Even when we stop to consider the fact that we have full access to ourselves and not to others, it still seems easier to try to control other’s behaviors.

But this is not how I felt. Getting him to move away helped me control my behavior, but as I cried myself to sleep that night, there was something stirring within. Who would now fill my need for male attention? I was not aware of this, and at this moment I had the opportunity to go down the same path (finding another man just like Salvador), or to stop and give myself the attention and love I needed.

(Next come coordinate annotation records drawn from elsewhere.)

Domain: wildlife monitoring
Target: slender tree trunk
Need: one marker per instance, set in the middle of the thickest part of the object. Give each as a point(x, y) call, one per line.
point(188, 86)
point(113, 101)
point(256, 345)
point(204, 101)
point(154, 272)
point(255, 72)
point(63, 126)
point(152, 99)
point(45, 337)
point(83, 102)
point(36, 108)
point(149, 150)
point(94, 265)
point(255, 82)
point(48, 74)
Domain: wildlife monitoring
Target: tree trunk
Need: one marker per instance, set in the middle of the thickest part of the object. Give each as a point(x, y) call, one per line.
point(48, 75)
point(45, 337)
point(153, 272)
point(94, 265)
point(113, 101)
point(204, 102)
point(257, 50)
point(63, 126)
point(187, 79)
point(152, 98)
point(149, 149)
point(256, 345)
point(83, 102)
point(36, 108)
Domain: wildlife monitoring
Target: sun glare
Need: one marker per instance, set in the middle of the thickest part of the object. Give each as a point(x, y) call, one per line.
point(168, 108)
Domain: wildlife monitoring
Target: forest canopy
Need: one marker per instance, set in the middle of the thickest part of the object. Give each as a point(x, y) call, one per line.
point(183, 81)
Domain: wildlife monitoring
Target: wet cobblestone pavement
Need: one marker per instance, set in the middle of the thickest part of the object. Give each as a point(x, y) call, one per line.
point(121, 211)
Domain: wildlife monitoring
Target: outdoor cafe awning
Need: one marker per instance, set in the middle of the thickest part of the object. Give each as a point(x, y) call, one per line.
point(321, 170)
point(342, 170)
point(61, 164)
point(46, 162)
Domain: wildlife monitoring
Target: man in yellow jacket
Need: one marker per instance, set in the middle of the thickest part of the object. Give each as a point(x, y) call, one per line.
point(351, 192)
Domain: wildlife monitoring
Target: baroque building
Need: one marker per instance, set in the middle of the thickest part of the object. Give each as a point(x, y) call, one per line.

To control my feelings and resulting behaviors—when they were coming from subconscious memories and the emotions attached to them, under my conscious awareness–was why I needed to see a hypnotist. But as with most people, I was used to struggling through something, and comfortable repeating the same patterns. Even after doing so for more then 20 years.

There was an aspect of me that needed a connection to my father who drank most of my childhood. In regression sessions, I recalled he used to take me into bars, even as early as three months old. And of course being a baby in a bar, I received a lot of attention. And now, craving that attention, I was drawn to bars and to men that drank in an attempt to re-gain attention and admiration because ‘being in a bar with men fussing over me was huge rush.’ However, the type of men I found in bars were not my natural opposite so the relationships were always uphill struggles. Because I was used to relationships being a struggle, to me it felt normal.